ITC Uluslararası Coğrafi Bilgi Bilimleri Enstitüsü
Künye
Mimari Tasarım
Civic Architects & VDNDP
Proje Yeri
Enschede, Hollanda
Toplam İnşaat Alanı
13.605 m²
Tamamlanma Tarihi
2023
Fotoğraflar
Stijn Bollaert
Civic Architects ve VDNDP tarafından tasarlanan Enschede’deki Twente Üniversitesi’nin ITC Fakültesi, eski bir laboratuvarın dönüşümüyle sürdürülebilirliğin simgesi haline geliyor; bilim insanlarını küresel çözümler için bir araya getiren bir mekan sunuyor.

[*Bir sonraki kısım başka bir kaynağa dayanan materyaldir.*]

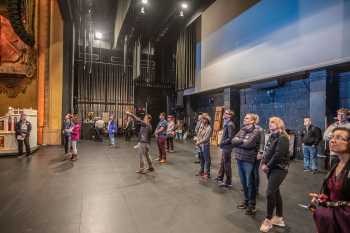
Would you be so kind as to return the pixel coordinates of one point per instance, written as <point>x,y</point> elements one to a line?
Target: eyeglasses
<point>339,138</point>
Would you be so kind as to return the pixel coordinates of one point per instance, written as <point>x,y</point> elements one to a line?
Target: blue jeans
<point>257,175</point>
<point>310,157</point>
<point>111,138</point>
<point>204,157</point>
<point>246,174</point>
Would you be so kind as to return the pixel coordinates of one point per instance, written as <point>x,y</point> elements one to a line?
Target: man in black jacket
<point>23,128</point>
<point>311,137</point>
<point>245,149</point>
<point>226,148</point>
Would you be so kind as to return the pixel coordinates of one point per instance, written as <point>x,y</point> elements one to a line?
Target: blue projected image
<point>276,37</point>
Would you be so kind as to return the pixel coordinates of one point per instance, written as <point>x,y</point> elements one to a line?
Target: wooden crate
<point>217,125</point>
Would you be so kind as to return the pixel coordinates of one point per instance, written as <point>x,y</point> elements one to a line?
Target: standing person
<point>342,121</point>
<point>112,130</point>
<point>333,211</point>
<point>226,149</point>
<point>203,143</point>
<point>245,149</point>
<point>67,131</point>
<point>196,129</point>
<point>99,126</point>
<point>128,128</point>
<point>179,130</point>
<point>310,137</point>
<point>259,155</point>
<point>144,139</point>
<point>170,133</point>
<point>275,164</point>
<point>23,129</point>
<point>160,134</point>
<point>75,138</point>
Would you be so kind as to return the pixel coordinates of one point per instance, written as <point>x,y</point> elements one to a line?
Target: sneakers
<point>266,226</point>
<point>206,175</point>
<point>250,211</point>
<point>224,185</point>
<point>137,146</point>
<point>242,206</point>
<point>278,221</point>
<point>218,180</point>
<point>199,173</point>
<point>74,157</point>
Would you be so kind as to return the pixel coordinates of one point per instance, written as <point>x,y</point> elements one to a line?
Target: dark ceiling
<point>161,20</point>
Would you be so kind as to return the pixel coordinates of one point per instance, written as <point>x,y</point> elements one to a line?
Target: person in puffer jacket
<point>275,164</point>
<point>226,149</point>
<point>245,149</point>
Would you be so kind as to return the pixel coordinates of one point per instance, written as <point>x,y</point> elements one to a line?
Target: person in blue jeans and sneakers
<point>226,149</point>
<point>245,149</point>
<point>112,130</point>
<point>311,137</point>
<point>203,143</point>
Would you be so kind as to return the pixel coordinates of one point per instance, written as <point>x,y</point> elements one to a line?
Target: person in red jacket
<point>75,138</point>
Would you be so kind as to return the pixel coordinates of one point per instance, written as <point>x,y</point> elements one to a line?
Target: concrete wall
<point>290,101</point>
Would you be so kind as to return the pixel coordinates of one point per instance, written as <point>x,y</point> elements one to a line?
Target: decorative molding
<point>17,61</point>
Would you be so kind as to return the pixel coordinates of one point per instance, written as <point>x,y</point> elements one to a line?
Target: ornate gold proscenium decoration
<point>17,61</point>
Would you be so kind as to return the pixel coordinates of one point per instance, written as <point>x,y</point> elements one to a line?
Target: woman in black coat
<point>275,164</point>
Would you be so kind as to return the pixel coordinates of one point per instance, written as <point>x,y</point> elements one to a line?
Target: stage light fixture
<point>98,35</point>
<point>184,5</point>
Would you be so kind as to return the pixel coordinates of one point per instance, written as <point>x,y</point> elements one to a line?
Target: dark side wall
<point>290,102</point>
<point>317,94</point>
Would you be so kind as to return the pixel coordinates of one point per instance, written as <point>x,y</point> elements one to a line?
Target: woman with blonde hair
<point>275,164</point>
<point>245,149</point>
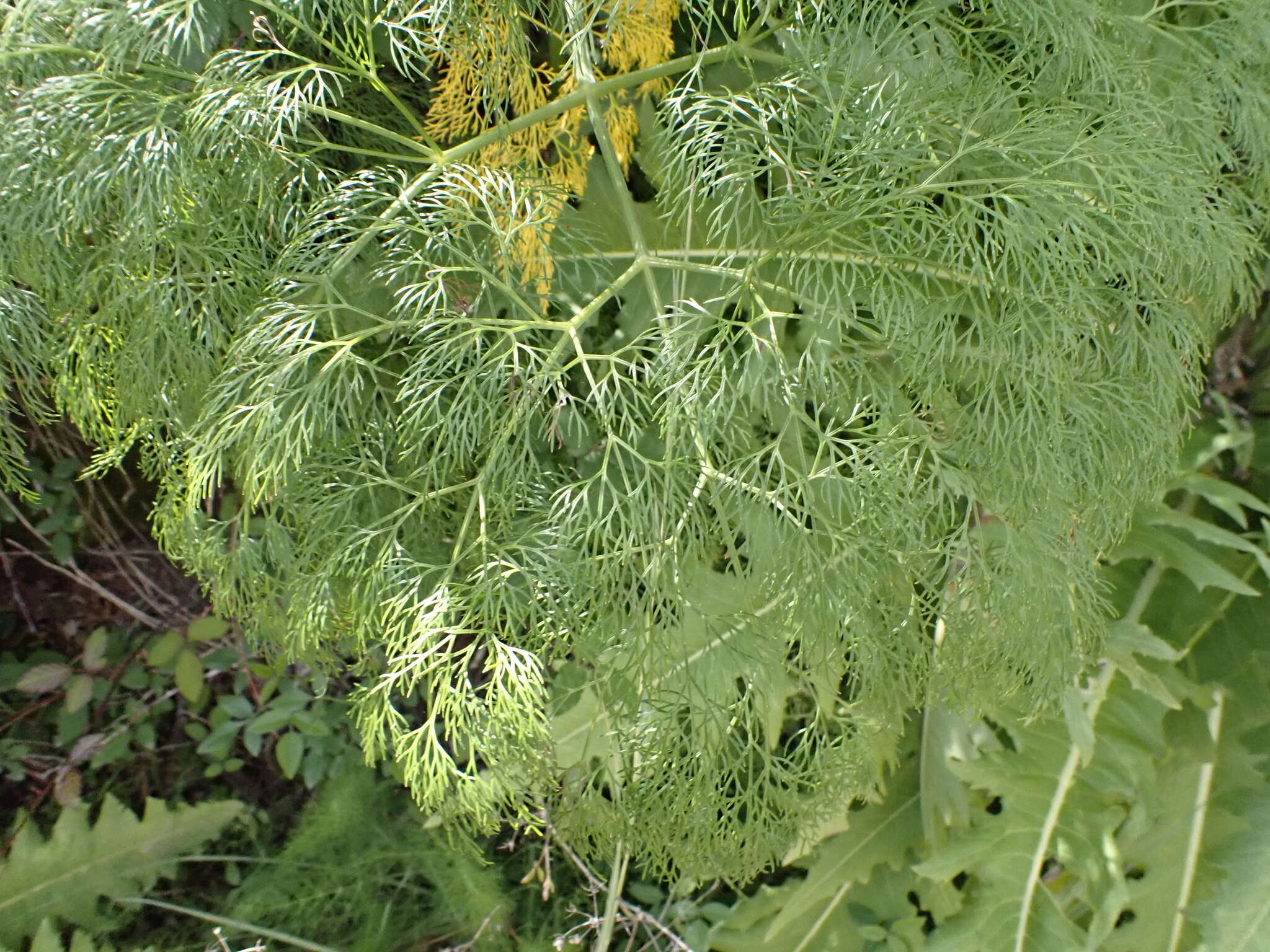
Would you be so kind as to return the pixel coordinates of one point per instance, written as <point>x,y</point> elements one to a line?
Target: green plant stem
<point>549,111</point>
<point>1203,792</point>
<point>230,923</point>
<point>616,884</point>
<point>1098,691</point>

ITC Uluslararası Coğrafi Bilgi Bilimleri Enstitüsü, Twente Üniversitesi’nin öne çıkan fakültelerinden birini oluşturuyor. Yüksek lisans ve doktora öğrencileri ile dünyanın dört bir yanından gelen araştırmacılar, sürdürülebilir çözümler keşfetmek için Enschede’de bir araya geliyorlar. Fakülte, onların buluşma noktası ve sürdürülebilirlik simgesi olarak hizmet veriyor. Bina; Civic Architects, VDNDP, Studio Groen+Schild ve DS Landscape Architects tarafından tasarlanmış. İçinde derslikler, laboratuvarlar, bir çalışma merkezi, ofisler, bir restoran ve üç avlu bahçesi barındıran yapı yaklaşık on üç bin metrekare alan kaplıyor.

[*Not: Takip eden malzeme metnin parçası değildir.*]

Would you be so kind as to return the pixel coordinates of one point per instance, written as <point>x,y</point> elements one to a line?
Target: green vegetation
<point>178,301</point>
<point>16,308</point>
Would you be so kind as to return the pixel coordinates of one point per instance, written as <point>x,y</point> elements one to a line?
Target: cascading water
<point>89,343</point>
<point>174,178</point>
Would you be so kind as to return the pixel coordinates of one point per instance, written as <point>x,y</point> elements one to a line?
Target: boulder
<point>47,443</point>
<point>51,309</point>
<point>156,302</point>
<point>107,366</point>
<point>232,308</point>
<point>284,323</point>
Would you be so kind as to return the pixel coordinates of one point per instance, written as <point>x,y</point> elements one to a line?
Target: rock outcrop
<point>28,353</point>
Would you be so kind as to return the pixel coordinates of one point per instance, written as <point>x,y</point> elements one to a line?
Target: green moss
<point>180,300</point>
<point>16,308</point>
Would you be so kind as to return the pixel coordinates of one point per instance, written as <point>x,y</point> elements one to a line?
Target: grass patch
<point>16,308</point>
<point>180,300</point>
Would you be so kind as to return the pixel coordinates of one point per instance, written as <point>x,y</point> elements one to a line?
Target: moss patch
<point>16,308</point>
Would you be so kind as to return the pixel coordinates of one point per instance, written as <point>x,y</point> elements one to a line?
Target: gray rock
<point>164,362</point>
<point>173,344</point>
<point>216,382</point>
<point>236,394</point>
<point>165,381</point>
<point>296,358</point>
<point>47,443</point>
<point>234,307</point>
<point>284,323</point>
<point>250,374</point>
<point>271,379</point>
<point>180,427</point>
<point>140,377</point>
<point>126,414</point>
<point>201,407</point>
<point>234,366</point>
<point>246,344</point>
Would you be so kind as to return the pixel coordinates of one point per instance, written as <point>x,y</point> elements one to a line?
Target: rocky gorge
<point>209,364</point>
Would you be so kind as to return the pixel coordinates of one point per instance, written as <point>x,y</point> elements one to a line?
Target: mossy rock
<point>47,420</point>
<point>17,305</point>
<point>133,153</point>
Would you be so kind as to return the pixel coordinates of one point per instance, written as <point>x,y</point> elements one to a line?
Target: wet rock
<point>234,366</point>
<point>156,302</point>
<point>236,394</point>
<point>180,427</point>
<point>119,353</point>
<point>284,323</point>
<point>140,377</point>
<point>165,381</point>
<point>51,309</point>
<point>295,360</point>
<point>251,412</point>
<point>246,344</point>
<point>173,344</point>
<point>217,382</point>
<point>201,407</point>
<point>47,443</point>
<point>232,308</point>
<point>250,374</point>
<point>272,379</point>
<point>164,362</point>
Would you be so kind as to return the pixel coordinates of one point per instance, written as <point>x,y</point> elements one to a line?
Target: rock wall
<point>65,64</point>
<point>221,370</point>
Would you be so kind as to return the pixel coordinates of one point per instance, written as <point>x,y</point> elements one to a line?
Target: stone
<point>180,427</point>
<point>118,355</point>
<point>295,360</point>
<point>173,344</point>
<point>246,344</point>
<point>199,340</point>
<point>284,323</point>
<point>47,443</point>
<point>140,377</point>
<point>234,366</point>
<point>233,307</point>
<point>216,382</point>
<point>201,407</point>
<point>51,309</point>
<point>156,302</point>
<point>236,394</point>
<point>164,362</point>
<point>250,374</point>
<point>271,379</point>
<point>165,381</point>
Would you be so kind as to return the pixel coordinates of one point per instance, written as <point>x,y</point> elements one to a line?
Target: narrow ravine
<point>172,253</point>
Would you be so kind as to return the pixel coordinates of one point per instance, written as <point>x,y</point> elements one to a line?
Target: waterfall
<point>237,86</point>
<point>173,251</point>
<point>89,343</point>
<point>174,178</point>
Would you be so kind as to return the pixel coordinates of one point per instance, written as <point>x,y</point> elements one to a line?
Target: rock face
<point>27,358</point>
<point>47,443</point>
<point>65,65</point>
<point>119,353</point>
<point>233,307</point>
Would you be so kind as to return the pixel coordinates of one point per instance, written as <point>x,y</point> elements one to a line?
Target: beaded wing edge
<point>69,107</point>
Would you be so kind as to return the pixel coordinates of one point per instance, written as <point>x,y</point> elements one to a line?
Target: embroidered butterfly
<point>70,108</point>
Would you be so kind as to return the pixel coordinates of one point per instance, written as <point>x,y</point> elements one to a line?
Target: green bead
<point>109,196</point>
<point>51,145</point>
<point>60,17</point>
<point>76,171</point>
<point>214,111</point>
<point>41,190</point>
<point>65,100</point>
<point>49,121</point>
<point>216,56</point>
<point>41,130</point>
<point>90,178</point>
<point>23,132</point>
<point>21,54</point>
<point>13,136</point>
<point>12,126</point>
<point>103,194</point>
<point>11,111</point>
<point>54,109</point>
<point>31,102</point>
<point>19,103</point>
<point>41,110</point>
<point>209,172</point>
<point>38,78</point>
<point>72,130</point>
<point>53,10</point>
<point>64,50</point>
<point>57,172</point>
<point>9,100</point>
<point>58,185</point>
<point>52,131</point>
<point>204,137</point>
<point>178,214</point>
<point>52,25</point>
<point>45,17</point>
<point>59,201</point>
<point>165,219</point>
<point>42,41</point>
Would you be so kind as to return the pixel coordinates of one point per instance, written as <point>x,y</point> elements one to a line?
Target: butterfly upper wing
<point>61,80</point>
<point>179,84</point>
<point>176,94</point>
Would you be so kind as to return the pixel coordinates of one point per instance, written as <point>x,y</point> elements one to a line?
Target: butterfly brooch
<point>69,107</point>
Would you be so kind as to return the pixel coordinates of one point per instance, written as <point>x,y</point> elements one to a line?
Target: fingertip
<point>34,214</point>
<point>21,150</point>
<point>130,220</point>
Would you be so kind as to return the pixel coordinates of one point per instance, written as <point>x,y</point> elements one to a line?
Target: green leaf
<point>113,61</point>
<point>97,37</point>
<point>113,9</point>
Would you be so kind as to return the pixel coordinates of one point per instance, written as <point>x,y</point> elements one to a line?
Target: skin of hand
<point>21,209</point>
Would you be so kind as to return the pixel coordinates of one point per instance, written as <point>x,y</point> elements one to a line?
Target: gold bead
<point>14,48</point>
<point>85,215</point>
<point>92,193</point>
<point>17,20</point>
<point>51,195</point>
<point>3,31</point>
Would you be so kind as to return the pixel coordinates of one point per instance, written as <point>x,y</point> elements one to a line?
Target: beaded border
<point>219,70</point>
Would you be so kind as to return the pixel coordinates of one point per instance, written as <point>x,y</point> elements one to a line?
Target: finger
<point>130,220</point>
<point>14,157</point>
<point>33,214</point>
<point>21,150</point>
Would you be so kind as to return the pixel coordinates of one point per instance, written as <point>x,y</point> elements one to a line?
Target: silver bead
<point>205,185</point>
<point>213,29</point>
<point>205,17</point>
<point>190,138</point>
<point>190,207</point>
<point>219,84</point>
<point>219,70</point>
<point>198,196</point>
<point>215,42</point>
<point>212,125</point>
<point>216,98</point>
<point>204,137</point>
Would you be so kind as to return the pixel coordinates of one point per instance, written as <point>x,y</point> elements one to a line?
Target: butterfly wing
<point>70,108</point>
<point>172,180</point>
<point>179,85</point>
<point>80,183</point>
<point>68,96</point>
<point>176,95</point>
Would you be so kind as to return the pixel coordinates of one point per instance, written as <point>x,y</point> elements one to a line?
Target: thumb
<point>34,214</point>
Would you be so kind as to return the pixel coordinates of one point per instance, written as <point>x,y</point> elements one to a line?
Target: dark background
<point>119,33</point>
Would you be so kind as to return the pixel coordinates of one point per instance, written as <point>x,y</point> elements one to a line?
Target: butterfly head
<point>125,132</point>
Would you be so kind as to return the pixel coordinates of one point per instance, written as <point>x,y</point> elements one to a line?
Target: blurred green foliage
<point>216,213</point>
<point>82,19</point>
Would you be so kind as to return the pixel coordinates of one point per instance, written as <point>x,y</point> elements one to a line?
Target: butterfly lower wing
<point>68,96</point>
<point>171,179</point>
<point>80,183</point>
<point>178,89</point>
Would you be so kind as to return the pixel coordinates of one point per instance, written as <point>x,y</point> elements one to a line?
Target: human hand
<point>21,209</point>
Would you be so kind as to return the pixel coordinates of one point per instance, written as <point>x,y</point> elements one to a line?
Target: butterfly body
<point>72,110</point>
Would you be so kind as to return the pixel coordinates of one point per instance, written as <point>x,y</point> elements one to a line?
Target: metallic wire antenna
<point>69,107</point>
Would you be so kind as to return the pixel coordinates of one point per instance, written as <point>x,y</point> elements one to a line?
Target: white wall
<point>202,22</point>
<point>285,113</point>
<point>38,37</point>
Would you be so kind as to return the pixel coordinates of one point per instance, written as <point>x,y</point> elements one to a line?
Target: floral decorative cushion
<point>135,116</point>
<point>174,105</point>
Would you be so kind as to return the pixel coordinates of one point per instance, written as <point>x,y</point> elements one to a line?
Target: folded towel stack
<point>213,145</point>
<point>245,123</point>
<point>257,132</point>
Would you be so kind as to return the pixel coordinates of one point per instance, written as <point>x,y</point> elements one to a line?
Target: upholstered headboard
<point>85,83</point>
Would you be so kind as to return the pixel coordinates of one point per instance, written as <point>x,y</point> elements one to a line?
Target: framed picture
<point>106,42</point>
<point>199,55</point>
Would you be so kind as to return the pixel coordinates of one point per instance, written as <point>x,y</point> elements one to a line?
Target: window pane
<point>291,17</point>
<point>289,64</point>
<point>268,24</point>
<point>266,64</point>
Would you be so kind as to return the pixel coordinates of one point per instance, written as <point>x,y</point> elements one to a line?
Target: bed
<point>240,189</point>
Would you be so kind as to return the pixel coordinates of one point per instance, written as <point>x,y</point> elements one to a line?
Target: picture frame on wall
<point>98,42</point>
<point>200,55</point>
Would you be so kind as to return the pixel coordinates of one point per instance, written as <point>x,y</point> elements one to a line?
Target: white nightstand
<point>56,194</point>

Fakülte yönetimi, yeni bir yapı inşa etmek yerine 1972’de inşa edilmiş eski bir laboratuvar olan “Langezijds”i dönüştürmeyi tercih etmiş. Mevcut yapı 220 metre uzunluğunda, otuz sekiz metre derinliğinde, alçak bir zemin kat ve yüksek bir üst kat barındırıyor. Yeni tasarım, tek bir müdahaleyle yapıyı amacına uygun hale getiriyor. Yapının içine oyulmuş dört atriyum; yeşil alan, temiz hava ve doğal gün ışığı sağlıyor. Bina, modernist yapılarla dolu yeşil bir peyzajın içinde yer alan Drienerlo arazisinde konumlanıyor. ITC için yapılan tasarım, mimarlık ve peyzajı bütünleştiriyor. Atriyumlar, iç mekanı dış mekanla buluşturuyor. Bahçeler flora ve faunaya yaşam alanı sunuyo, temiz havaya katkıda bulunuyor ve stresi azaltan bir çalışma ortamı yaratıyor. Peyzaj, bitkilerin ve ağaçların bir metreden fazla derinlikteki toprakta kök salarak küçük ekosistemler oluşturmasına fırsat tanıyor. Atriyumlardan biri, binanın merkezinde yeni giriş olarak hizmet ediyor. Burada cephe geri çekilmiş bu da peyzajın içeri doğru kıvrılmasına fırsat tanımış ve ağaçlar binanın içine doğru yükselmiş.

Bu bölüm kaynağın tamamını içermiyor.